Für die Soldaten, die mit ihren Familien im Lechrain und Brucker Land leben und noch zu jung für die Pension sind, ist die Lage bitter. Denn andere Luftwaffenstandorte in Oberbayern und Schwaben gibt es nach der damals vom ausgerechnet bayerischen Verteidigungsminister Karl-Theodor zu Guttenberg ausgelösten Auflösungswelle kaum mehr – oder sie haben wie Fursty keine Zukunft. „Viele junge Transall-Piloten begannen die Umschulung auf das neue Flugzeug, wurden aber durch die stockende Auslieferung desselben wieder gebremst“, berichtet LTG 61-Presseoffizier Leutnant Mario Jörs.

Wie für die Kreisstadt Fürstenfeldbruck, so stellt die Konversion des Kasernengeländes auch für die Gemeinde Penzing eine große Herausforderung dar.

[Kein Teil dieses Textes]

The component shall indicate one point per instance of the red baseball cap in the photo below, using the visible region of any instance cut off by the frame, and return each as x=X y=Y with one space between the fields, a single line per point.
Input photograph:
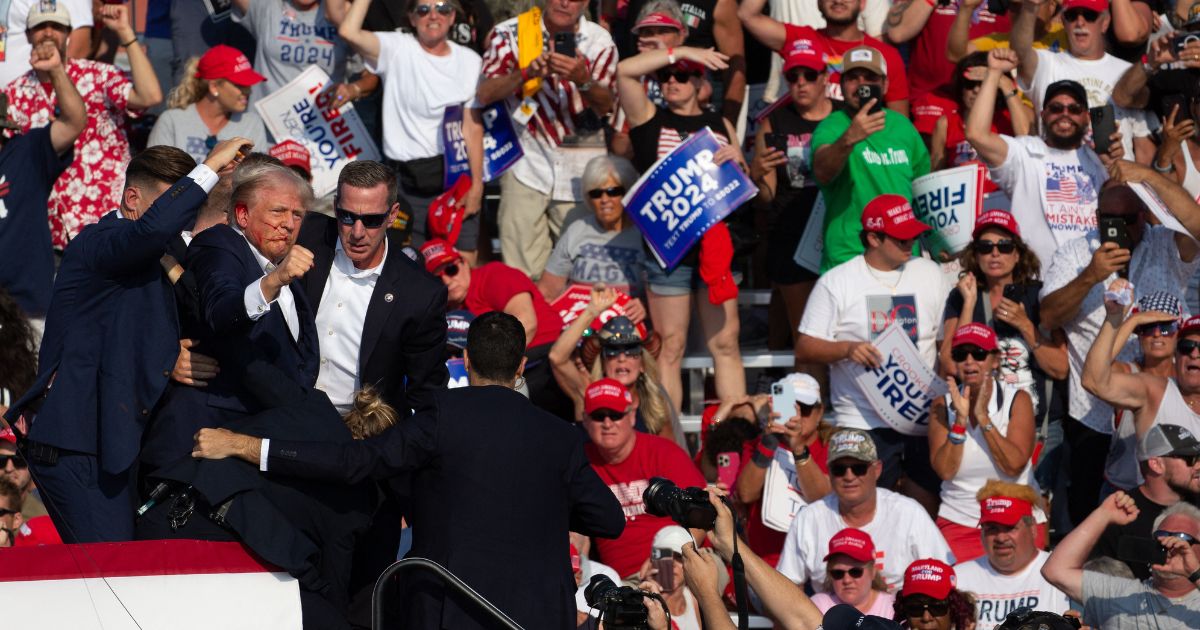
x=1003 y=510
x=1098 y=6
x=996 y=219
x=892 y=215
x=929 y=577
x=438 y=252
x=293 y=154
x=227 y=63
x=975 y=334
x=659 y=19
x=805 y=58
x=853 y=543
x=606 y=394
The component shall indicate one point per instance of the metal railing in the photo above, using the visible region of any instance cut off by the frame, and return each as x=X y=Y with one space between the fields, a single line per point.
x=451 y=581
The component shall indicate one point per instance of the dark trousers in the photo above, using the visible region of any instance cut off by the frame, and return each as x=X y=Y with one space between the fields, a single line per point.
x=85 y=503
x=1085 y=468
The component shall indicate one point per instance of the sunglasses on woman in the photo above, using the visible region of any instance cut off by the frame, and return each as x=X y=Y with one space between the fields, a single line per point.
x=961 y=353
x=838 y=574
x=985 y=247
x=612 y=191
x=347 y=217
x=443 y=9
x=917 y=609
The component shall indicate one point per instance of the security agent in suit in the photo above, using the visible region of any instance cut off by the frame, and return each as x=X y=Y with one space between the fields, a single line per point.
x=111 y=343
x=252 y=307
x=497 y=486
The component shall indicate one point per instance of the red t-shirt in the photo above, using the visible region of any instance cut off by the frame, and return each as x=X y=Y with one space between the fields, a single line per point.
x=832 y=49
x=930 y=69
x=493 y=285
x=652 y=456
x=763 y=540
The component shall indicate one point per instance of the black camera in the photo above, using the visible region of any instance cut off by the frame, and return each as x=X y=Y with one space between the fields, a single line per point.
x=621 y=607
x=688 y=507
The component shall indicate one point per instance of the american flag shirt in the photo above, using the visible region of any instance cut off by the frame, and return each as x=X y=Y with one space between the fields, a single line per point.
x=559 y=101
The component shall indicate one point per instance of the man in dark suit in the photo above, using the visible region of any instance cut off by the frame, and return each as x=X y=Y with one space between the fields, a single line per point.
x=111 y=343
x=252 y=307
x=497 y=486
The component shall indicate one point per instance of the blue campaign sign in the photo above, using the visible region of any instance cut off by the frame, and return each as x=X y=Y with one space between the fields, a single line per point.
x=501 y=145
x=683 y=195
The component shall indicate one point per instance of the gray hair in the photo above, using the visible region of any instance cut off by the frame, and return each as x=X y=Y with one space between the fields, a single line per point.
x=603 y=167
x=247 y=180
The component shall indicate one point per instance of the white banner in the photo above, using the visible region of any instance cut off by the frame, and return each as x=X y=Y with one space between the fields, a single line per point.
x=780 y=499
x=901 y=389
x=948 y=201
x=334 y=137
x=811 y=246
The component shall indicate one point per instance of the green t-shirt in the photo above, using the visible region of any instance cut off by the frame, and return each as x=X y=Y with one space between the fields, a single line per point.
x=886 y=162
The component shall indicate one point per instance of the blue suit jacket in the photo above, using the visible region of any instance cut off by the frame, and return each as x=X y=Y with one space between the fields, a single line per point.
x=223 y=265
x=112 y=333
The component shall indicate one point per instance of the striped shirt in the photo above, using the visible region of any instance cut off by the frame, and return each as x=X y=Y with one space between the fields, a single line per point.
x=558 y=101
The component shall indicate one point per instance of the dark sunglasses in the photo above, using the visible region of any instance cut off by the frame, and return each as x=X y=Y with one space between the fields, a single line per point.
x=600 y=415
x=985 y=247
x=810 y=76
x=17 y=461
x=1182 y=535
x=612 y=191
x=1072 y=15
x=838 y=574
x=961 y=353
x=839 y=469
x=347 y=217
x=917 y=609
x=1059 y=108
x=1165 y=329
x=441 y=7
x=1186 y=347
x=613 y=352
x=681 y=76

Umso mehr, weil die Bundesanstalt für Immobilienaufgaben bereits im Jahr 2018 mit dem Verkauf der Flächen beginnen möchte – und die Gemeinde Penzing gerade mal ein erstes Gutachten in Auftrag gegeben hat.

Denkmalschutz: Parallele zu Fursty

Die für den Herbst erwarteten Ergebnisse sollen realisierbare Konzepte und Anforderungen von möglichen Investoren und Betrieben aufzeigen. Denn welche Kommune kann schon ein Gewerbegebiet ausfüllen, das deutlich größer als das eigentliche Gemeindegebiet ist.

Als weitere Parallele zu Fursty stellen die Militärbauten eine besondere Herausforderung bei der Vermarktung dar. Rechtzeitig vor der Auflassung des Fliegerhorstes haben die Denkmalpfleger ihren „Kuckuck“ an Mannschaftsgebäude, Flugzeughangars und sogar die Sporthalle geklebt. Besondere Würdigung erfuhr das Stabsgebäude mit Uhrenturm, auch das Offizierskasino ist „nahezu vollständig aus der Bauzeit überkommen und sehr repräsentativ ausgestattet“, wie es in der Stellungnahme der Denkmalpflege heißt.